Orang-orang yang memilik hati ini akan selamat pada hari kiamat, sebagaimana firman Allâh Azza wa Jalla:


يَوْمَ لَا يَنْفَعُ مَالٌ وَلَا بَنُونَ ﴿٨٨﴾ إِلَّا مَنْ أَتَى اللَّهَ بِقَلْبٍ سَلِيمٍ


(Yaitu) di hari harta dan anak-anak laki-laki tiada lagi berguna, kecuali orang-orang yang menghadap Allâh dengan hati yang bersih. [Asy-Syu’ara’/26: 88-89].


Disebut qalbun salîm (hati yang selamat; sehat) karena sifat selamat dan sehat telah menyatu dengan hatinya. Di samping, ia juga merupakan lawan dari hati yang sakit.


Beragam penjelasan tentang makna qalbun salîm, namun semuanya terangkum dalam penjelasan berikut.
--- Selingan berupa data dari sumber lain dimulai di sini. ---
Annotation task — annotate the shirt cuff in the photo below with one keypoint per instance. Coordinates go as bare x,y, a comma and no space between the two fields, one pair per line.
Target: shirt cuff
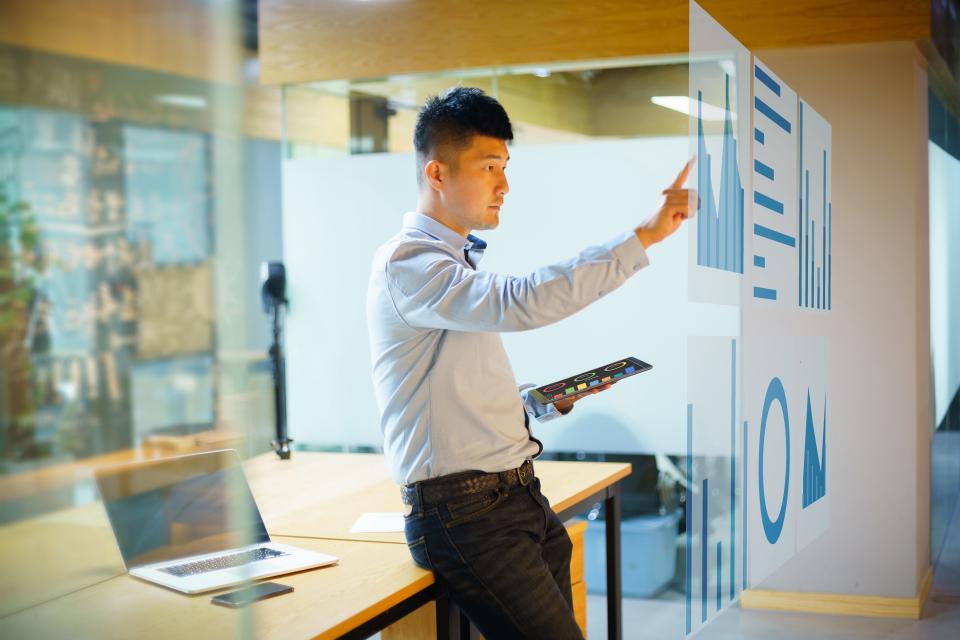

Qalbun salîm adalah hati yang bersih dan selamat dari berbagai syahwat yang berseberangan dengan perintah dan larangan Allâh; Bersih dan selamat dari berbagai syubhat yang menyelisihi berita-Nya. Ia selamat, tidak menghambakan diri kepada selain-Nya, tidak menjadikan hakim selain Rasul-Nya; Bersih dalam mencintai Allâh Azza wa Jalla dan dalam berhakim kepada Rasul-Nya; Bersih dalam rasa takut dan berharap kepada-Nya, dalam bertawakal kepada-Nya, dalam bertaubat kepada-Nya, dalam menghinakan diri di hadapan-Nya, dalam mengutamakan mencari ridha-Nya di segala keadaan dan dalam menjauhi kemurkaanNya dengan segala cara.


Inilah hakikat penghambaan (ubudiyah) yang tidak boleh ditujukan kecuali kepada Allâh semata.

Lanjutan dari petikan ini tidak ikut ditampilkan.